O roteiro deixa claro desde o começo que o filme todo será óbvio. Primeiro porque temas de reencarnação só podem pender para um lado, e somos, na maioria, creio eu, inteligentes para ao menos supormos certos desfechos para a trama. E é o que vai acontecendo. Sem proporcionar sustos, o que é extremamente decepcionante, pois pelo menos em O Grito, que não é um filme bom, há muitos sustos, Almas Reencarnadas deixa a desejar. Seguindo uma linha mediana do gênero de terror e apelando mais para o suspense, as poucas tentativas de assustar ou causar pânico na platéia são totalmente frustradas, caindo na maioria das vezes no ridículo. De qualquer forma, os clichês que aparentemente o filme estava seguindo acabam por mudar um pouco de rumo na parte final da trama, o que acontece geralmente em filmes orientais, e até teria tudo para agradar e recuperar a decepção que estava causando desde o início, mas quando você pensa que a história finalmente vai engatar, lá vem o nosso inimigo 'ridículo' para estragar tudo. E estraga não só no desfecho, mas acaba permitindo uma visão global muito confusa, não sabendo muito bem como associar determinadas ações dos personagens, algumas até saindo de contexto e sendo artificiais demais, assim como a trama paralela que é desenvolvida junto ao objeto principal, que é a filmagem do filme de terror baseado no massacre acontecido no hotel há 35 anos. Esta trama paralela no começo fica tão confusa, mas vai se esclarecendo com o tempo, o que não quer dizer que ficou bem encaixada na história. Muito pelo contrário, acabou sendo pouco explicada e gerando alguns questionamentos acerca do enredo, revelando-se um pouco imaturo.
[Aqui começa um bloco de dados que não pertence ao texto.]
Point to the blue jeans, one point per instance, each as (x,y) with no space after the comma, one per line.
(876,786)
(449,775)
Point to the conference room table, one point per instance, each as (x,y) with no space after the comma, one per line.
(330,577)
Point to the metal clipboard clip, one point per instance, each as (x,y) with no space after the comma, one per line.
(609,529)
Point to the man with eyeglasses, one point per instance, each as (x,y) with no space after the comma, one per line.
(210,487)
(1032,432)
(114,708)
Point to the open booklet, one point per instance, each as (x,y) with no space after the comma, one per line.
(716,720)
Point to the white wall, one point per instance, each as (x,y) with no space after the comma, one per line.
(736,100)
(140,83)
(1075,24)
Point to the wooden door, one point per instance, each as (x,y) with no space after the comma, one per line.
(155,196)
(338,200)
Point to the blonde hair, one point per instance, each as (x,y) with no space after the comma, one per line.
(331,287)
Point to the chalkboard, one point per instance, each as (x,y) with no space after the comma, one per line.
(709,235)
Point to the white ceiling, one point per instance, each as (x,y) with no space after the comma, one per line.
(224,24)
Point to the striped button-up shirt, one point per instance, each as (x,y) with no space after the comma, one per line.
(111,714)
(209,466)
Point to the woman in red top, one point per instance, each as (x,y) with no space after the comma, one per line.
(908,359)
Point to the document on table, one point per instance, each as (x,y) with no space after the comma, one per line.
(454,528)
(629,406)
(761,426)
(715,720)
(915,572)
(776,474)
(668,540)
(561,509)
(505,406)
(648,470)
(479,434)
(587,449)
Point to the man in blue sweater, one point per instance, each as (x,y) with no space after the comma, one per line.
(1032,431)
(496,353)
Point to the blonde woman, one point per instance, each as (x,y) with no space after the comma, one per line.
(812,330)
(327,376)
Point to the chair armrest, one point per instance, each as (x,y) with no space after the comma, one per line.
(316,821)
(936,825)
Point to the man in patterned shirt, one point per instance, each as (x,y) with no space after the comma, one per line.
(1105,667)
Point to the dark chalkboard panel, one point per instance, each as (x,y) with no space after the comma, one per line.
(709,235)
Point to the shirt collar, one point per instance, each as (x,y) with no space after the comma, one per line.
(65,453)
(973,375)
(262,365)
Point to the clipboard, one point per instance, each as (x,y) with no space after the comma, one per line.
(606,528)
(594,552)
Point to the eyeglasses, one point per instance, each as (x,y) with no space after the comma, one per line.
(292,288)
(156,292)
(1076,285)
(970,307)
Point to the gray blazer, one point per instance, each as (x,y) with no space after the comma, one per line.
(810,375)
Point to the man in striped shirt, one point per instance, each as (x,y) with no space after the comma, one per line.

A direção de Takashi Shimizu também praticamente não inova, mostrando-se até bastante inferior do que fez em O Grito, onde investiu em ângulos extremamente notáveis e em sustos mais profundos, o que não acontece neste projeto. Sempre muito fraquinho na escolha de seus planos, Shimizu assume um caráter linear fraquíssimo que até prejudica no desenvolvimento da trama e não investe em novas formas de abordagem das imagens, principalmente quando trabalha com os espíritos e a menina (pouco) assustadora que atormenta a protagonista. Até aí ele peca, mas uma abordagem interessante que deve ter passado na cabeça dele foi o fato de não apelar para um áudio exagerado que conseqüentemente ia deixar alguns da platéia se tremendo de susto; mais pelo áudio e não pela imagem. Acho que isso é perfeitamente positivo, apesar de perder boas chances de causar impacto na platéia, podendo ter trabalhado o terror com mais refino e inteligência, aproveitando muito mais o uso dos personagens, que parecem meras peças que se mexem quando bem entenderem, sem muito explicar suas origens e anseios. A atriz Yuuka, bastante conhecida do público japonês, acaba impressionando por mostrar-se bem eclética ao separar alguns momentos da cena, como suas perturbações, visões e anseios, mas é atrapalhada pela montagem da trama, que começa bem, misturando cenários atuais e antigos, juntamente com personagens vivos ou não, e que tenta se solidificar nos seus momentos finais, onde um dos personagens descobre a verdade e uma nova montagem vai se sobrepondo na trama, mas que dá um desgosto por ficar tão confusa e pouco eclética, deixando o espectador tonto para revelar um desfecho que funcionaria se tivesse sido abordado de outra forma, mas que deixou a desejar pela ridicularização dos seus objetos em cena, principalmente daquela bonequinha que de assustadora não tem nada.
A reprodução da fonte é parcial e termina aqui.